Pewaukee middle‑school teachers present new STEAM Design course and student projects
Summary
Asa Clark Middle School teachers Scott Roehl and Kate Fruth presented a new STEAM Design elective that gives seventh‑ and eighth‑graders hands‑on access to makerspace tools, a business‑venture unit and culminating student pitches. The district highlighted how the course links to a planned high‑school pathway.
Asa Clark Middle School teachers presented the board with a new STEAM Design elective that moves students from ideation to hands‑on production using the district makerspace.
Scott Roehl, a 20‑year district teacher, said the course evolved from earlier '20first century skills' and a later 'Code to Create' class and now leverages equipment added after the 2020 referendum. "Part of that was a brand new maker space and a lot of technology...which has forced us to kind of evolve our curriculum," Roehl said, describing students using laser engravers, CNC routers, large‑format and vinyl printers and upgraded 3‑D printers placed now in classroom spaces.
Kate Fruth, who developed the course with Roehl, described a two‑unit structure: a technical unit focused on designing and operating machines, and a business‑ventures unit that asks students to create mission statements, logos, value propositions and marketing plans. "A choice board works very well here because this allows students to choose which activities they want to do to continue to extend their learning," Fruth said. She said students will deliver final classroom pitches starting the next school day.
Teachers showed samples of student work — 3‑D prints, laser‑cut pieces and vinyl logos — and explained the iterative design process: sketch, prototype, test and revise. Roehl emphasized that a goal is to shift operation of machines into students’ hands.
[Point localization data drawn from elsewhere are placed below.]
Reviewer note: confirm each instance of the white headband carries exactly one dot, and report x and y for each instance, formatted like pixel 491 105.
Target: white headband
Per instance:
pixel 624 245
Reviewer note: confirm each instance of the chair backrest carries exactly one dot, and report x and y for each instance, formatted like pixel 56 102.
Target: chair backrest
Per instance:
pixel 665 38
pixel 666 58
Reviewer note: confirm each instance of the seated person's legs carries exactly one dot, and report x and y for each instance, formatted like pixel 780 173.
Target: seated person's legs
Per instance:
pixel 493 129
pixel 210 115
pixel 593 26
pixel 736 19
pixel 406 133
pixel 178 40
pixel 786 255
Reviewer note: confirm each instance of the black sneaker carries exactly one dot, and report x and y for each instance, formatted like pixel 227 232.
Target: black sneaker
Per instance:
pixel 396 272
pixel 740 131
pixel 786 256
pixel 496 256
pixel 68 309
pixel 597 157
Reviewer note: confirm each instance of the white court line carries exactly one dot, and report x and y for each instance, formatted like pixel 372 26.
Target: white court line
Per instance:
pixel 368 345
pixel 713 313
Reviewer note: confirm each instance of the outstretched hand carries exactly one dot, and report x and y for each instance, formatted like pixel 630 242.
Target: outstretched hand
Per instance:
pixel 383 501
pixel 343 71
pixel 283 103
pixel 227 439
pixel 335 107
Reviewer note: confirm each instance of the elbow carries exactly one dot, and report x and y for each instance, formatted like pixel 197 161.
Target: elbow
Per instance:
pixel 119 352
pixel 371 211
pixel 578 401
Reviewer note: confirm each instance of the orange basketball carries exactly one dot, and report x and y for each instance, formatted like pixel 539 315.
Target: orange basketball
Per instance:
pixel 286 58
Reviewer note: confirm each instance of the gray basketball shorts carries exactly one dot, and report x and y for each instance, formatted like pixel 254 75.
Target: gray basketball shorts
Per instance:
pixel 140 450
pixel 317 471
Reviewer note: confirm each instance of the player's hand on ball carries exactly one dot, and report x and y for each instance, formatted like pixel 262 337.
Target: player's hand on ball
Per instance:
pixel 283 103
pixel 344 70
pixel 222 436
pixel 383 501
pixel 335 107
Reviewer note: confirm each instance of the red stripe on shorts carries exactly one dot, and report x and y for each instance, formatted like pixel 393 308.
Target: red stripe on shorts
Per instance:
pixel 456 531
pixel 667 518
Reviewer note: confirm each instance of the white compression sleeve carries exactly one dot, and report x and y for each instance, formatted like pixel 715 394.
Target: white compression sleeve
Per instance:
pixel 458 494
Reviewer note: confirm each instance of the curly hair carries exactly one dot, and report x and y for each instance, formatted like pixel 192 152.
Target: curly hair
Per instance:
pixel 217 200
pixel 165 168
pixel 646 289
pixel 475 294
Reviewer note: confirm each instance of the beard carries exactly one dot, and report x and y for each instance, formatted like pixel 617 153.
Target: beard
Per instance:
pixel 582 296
The course is designed to connect to a planned high‑school team‑design course and to broaden students’ software and fabrication skills beyond entry‑level tools.
The presentation also flagged future curriculum work: Roehl said the district plans to work with district technology staff "about how can we safely, effectively, and efficiently empower kids to use AI as personalized...feedback" to supplement teacher and peer critique.
When board members asked about scale, presenters said the program currently runs six sections (four seventh‑grade, two eighth‑grade) and estimated "roughly 150" seventh‑ and eighth‑grade students had taken the course this year across sections. Board members praised the program and its community support.
The board did not take formal action on the presentation; the spotlight concluded with the board opening the floor to other business.